Au contraire, la formation des D3S, issus de la fonction publique hospitalière, doit être valorisée. Nous avons rappelé que les D3S ont un haut niveau de formation, transversale, qui leur permet de se positionner comme opérateur de la protection de l’enfance, en complémentarité avec le tarificateur (département). Maintenir les D3S dans le champ de la FPH maintiendrait leur capacité d’initiative et leur droit d’alerte sur les politiques publiques.

 

Le SMPS, fidèle à sa vision constructive, a également été force de propositions.

Nous avons évoqué nos propositions pour renforcer la place des départements dans le pilotage des politiques sanitaires, sociales et médico-sociales, tout en maintenant l’indépendance des directeurs de la protection de l’enfance :

Modifier la désignation des directeurs de la protection de l’enfance, par exemple avec un avis conforme du Président du Conseil départemental sur la désignation du professionnel concerné,

Mettre en place une lettre de mission pour le directeur de la protection de l’enfance, élaboré par le Président du Conseil départemental,

Instaurer un système d’évaluation des directeurs de la protection de l’enfance par le Président du Conseil départemental,

-Mettre en place un comité territorial sanitaire, social et médico-social, présidé par le Président du conseil départemental, pour décliner le projet régional de santé.

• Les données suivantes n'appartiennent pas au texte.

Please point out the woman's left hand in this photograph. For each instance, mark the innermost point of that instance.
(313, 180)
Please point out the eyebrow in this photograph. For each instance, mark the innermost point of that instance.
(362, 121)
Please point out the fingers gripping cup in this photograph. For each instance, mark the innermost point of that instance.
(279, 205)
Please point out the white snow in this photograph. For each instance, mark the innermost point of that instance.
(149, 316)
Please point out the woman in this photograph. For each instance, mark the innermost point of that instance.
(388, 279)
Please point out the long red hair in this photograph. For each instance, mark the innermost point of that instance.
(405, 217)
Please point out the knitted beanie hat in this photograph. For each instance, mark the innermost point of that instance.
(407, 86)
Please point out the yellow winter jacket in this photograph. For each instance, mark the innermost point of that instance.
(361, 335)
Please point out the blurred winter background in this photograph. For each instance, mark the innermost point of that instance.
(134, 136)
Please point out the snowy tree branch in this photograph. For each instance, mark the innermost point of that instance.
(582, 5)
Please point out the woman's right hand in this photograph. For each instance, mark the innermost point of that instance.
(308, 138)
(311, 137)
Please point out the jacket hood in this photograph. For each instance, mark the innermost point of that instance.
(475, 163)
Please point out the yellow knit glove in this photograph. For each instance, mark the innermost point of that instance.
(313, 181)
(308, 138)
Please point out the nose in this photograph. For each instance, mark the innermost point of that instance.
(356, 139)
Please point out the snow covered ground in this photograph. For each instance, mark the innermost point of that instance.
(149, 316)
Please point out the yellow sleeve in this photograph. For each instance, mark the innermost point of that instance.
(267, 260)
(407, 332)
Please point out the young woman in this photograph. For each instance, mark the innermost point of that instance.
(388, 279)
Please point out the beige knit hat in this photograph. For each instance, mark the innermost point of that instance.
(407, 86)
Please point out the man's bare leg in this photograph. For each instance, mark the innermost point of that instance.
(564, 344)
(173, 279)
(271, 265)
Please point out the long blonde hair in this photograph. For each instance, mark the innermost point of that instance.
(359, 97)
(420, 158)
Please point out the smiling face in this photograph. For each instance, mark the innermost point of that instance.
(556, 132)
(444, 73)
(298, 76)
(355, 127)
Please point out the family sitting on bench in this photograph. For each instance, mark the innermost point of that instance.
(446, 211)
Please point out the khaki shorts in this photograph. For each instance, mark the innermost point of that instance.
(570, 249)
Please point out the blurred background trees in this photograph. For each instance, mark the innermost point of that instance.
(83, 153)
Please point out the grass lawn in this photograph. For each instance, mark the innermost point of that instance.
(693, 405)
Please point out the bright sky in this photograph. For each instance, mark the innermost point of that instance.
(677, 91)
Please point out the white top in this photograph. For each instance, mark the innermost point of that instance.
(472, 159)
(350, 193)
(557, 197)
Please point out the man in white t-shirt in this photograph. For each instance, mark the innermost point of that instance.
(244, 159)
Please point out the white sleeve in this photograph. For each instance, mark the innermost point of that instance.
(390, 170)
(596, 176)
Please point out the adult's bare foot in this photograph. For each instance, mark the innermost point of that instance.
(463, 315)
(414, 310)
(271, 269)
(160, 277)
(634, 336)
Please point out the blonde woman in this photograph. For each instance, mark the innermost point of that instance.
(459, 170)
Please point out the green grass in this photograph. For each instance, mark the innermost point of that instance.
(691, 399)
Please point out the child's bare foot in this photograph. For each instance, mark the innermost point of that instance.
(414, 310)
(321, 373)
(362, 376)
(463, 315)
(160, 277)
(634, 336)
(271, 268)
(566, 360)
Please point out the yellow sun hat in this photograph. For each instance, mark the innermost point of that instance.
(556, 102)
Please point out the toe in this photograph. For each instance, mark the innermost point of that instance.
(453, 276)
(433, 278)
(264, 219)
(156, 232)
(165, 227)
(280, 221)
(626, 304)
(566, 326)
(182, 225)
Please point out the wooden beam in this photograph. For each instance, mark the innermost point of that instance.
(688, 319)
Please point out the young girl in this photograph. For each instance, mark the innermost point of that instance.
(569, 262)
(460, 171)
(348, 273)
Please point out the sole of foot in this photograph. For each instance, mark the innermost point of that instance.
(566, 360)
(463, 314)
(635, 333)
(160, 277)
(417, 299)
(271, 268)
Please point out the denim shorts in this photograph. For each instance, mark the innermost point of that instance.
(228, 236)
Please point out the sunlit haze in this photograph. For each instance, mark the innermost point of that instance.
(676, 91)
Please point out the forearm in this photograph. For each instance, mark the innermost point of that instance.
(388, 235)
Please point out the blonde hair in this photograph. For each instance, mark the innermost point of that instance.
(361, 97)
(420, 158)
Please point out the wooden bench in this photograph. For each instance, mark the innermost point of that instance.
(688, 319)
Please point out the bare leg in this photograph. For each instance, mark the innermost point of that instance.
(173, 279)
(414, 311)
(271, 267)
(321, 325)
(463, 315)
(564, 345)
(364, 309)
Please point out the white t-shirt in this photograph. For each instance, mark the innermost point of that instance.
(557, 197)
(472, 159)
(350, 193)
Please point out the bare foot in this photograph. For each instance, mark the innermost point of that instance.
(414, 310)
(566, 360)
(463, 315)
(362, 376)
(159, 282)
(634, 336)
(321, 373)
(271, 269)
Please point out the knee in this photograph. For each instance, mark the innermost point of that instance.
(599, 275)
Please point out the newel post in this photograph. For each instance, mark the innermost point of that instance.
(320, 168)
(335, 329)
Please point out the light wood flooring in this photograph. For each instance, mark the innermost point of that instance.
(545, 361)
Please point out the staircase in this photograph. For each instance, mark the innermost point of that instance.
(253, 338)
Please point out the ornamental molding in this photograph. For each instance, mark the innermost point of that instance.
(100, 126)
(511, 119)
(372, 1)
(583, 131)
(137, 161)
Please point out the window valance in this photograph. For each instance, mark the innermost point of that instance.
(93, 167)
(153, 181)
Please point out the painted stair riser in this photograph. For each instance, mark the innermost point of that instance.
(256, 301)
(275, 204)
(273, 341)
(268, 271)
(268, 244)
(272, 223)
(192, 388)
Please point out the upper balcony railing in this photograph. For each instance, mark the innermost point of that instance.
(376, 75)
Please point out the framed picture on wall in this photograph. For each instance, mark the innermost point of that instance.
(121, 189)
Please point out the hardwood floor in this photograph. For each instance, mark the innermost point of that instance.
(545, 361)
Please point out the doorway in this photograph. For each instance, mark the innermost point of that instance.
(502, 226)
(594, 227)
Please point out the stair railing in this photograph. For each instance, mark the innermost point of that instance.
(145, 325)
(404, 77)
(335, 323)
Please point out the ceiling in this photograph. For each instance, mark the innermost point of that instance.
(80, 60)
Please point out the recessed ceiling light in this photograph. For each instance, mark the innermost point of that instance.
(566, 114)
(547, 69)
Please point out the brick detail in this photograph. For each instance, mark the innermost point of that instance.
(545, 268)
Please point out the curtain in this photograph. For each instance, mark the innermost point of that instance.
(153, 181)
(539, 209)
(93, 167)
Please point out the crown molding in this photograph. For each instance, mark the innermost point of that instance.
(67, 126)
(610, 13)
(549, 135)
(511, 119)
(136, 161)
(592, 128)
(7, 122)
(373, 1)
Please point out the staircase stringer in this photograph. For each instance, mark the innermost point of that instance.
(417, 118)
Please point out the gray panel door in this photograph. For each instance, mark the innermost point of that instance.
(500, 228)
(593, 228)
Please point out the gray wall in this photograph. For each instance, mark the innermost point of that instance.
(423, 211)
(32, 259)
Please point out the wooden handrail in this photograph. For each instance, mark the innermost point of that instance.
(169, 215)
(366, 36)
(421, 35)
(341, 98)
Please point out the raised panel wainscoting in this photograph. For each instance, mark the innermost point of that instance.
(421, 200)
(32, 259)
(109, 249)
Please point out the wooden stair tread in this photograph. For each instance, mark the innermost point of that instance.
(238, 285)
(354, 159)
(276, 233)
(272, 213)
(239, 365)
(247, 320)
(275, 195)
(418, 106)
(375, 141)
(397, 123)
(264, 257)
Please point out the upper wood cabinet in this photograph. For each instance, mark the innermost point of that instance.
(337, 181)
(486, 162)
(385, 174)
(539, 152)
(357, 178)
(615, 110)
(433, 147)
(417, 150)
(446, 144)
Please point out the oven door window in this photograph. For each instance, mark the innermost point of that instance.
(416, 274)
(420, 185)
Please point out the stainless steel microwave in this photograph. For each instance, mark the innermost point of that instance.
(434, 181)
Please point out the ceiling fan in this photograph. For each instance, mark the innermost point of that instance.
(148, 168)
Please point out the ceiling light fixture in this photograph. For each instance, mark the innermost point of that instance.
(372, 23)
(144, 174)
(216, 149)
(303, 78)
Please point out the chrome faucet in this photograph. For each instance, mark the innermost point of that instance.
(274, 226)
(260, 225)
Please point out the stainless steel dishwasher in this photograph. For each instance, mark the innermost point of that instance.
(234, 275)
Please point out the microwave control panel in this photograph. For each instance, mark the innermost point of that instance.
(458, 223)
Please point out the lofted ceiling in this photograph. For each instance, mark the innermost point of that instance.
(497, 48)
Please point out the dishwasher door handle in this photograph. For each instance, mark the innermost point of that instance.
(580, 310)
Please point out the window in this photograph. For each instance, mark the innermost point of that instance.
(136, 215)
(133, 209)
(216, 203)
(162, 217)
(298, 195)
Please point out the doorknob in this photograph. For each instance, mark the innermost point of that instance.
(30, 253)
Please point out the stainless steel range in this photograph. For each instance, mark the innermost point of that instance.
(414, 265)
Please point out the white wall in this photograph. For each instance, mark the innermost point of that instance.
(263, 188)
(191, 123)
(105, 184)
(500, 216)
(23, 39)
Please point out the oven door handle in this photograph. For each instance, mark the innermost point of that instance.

Il n’existe actuellement pas de démocratie sociale, sanitaire et médico-sociale à l’échelle des territoires tant pour définir la politique sanitaire, sociale et médico-sociale de manière transversale, que pour coordonner les acteurs. Il est donc proposé, sous l’égide des présidents des Conseils départementaux, de créer une instance démocratique de déclinaison et de coordination de la politique régionale de santé ainsi que de la politique départementale en matière sociale et médico-sociale, sur les périmètres des Zones d’Implantation des Groupements Hospitaliers de Territoire.

 

A la suite de cette 12ème réunion de travail avec les pouvoirs publics, nous continuons à rester mobilisés les jours et semaines à venir pour faire prévaloir l’intérêt de l’usager.